The Georgian piece contains about 500 diamonds and was bought for almost double the amount estimated by Sotheby's auction house.
"It was an electric night," said Andres White Correal, a jewellery specialist from Sotheby's, adding the unnamed female buyer was "ecstatic".
The jewels were sold on Wednesday evening at an auction in Geneva.
White Correal said the buyer "said something beautiful to me: 'I'm exceptionally happy that I won this lot; but I don't own it, I'm merely the custodian until the next person will come along'."
"There is obviously a niche in the market for historical jewels with fabulous provenances.
"People are not only buying the object, they are buying all the history that is attached to it."
Marie Antoinette was born in Austria in 1755 and sent to France to be the child bride of the future King Louis XVI.

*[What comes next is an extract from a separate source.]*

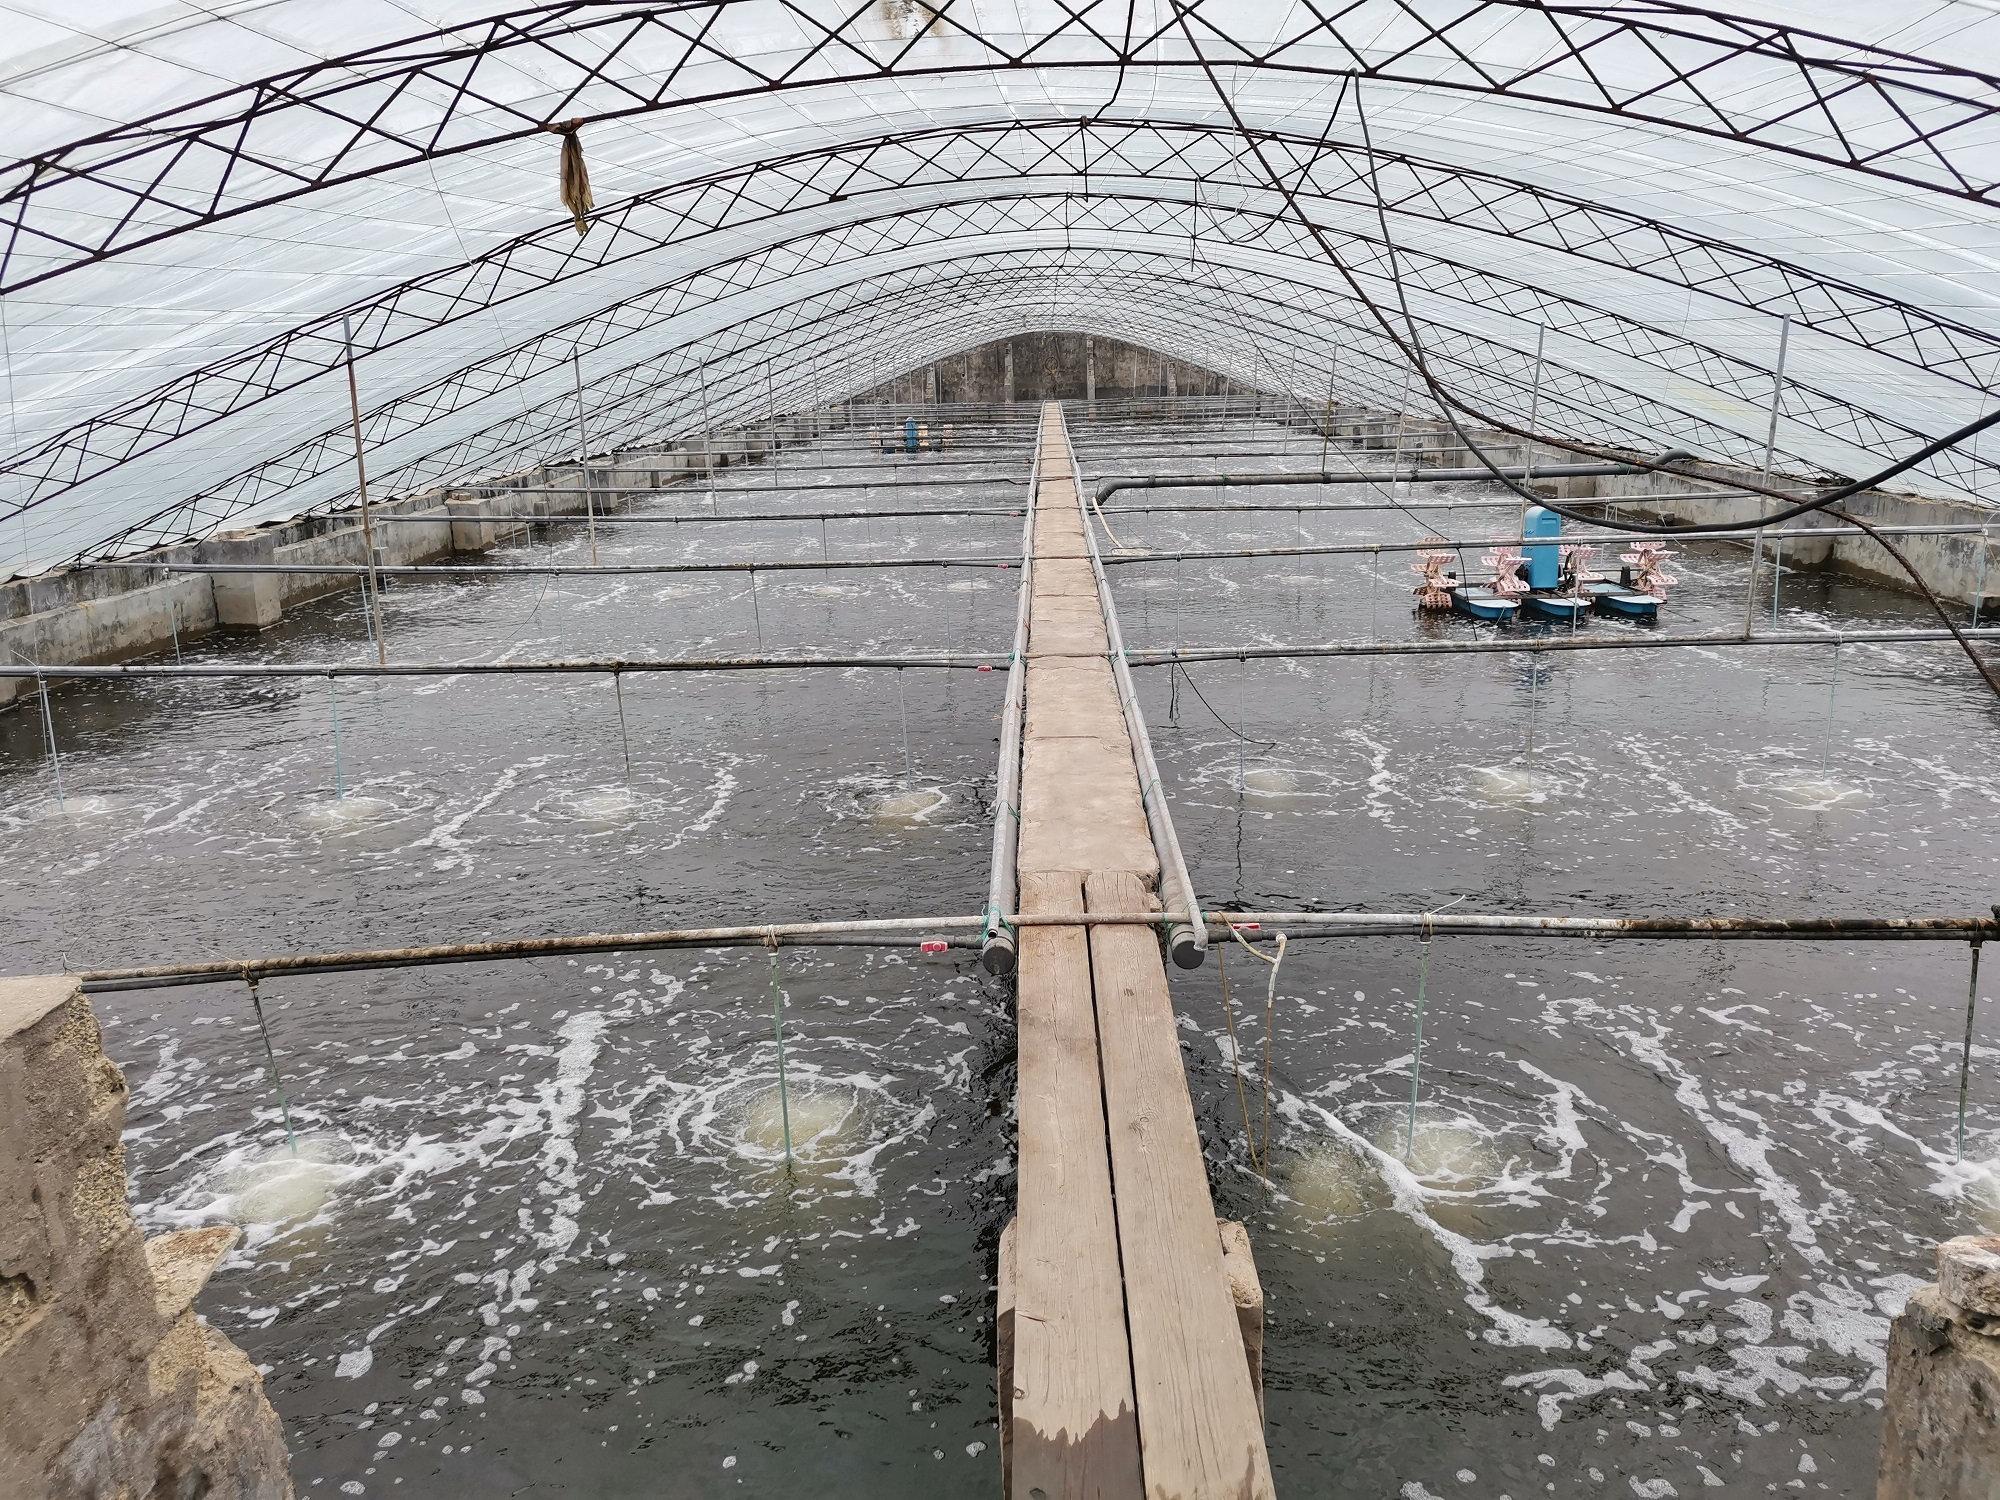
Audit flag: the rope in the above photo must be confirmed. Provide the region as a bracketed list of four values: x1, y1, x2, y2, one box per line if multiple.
[1215, 941, 1263, 1178]
[1223, 921, 1288, 1176]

The last queen of France was guillotined in 1793 at the age of 37, along with her husband at the height of the French Revolution.
It is believed some of the jewels in the necklace sold on Wednesday were the original ones at the centre of the "affair of the diamond necklace" scandal in the 1780s, that may have hastened Marie Antoinette's demise.
Jeanne de la Motte, a noblewoman fallen on hard times, pretended to be French Queen and tricked a cardinal into giving her the necklace, without paying.
When Marie Antoinette, who had no knowledge of the transaction, was contacted about the absence of the final payment, the cardinal was arrested but declared innocent.
La Motte was found and branded with a V, for voleuse (thief) - with a hot iron.
Although Marie Antoinette was found to be blameless, her reputation is thought to have been tarnished by the affair and she was unpopular among the French people, who accused her of being wasteful and a dangerous influence on the king.
Jewels from the original, which was set with 650 diamonds and weighed around 2,800 carats, were sold piecemeal on the black market.
A jeweller working on London's Bond Street confirmed he bought more than half of them for £10,000 shortly after their disappearance, Sotheby's said.
Some experts say the age and quality of the diamonds in the necklace sold on Wednesday point to a match with the originals.
The necklace was previously worn by the Marquess of Anglesey at Queen Elizabeth II's coronation in 1953, and it was also worn 16 years earlier at King George VI's crowning.
It was part of the Anglesey family jewellery collection for about 100 years before it was sold to a private Asian collector in the 1960s.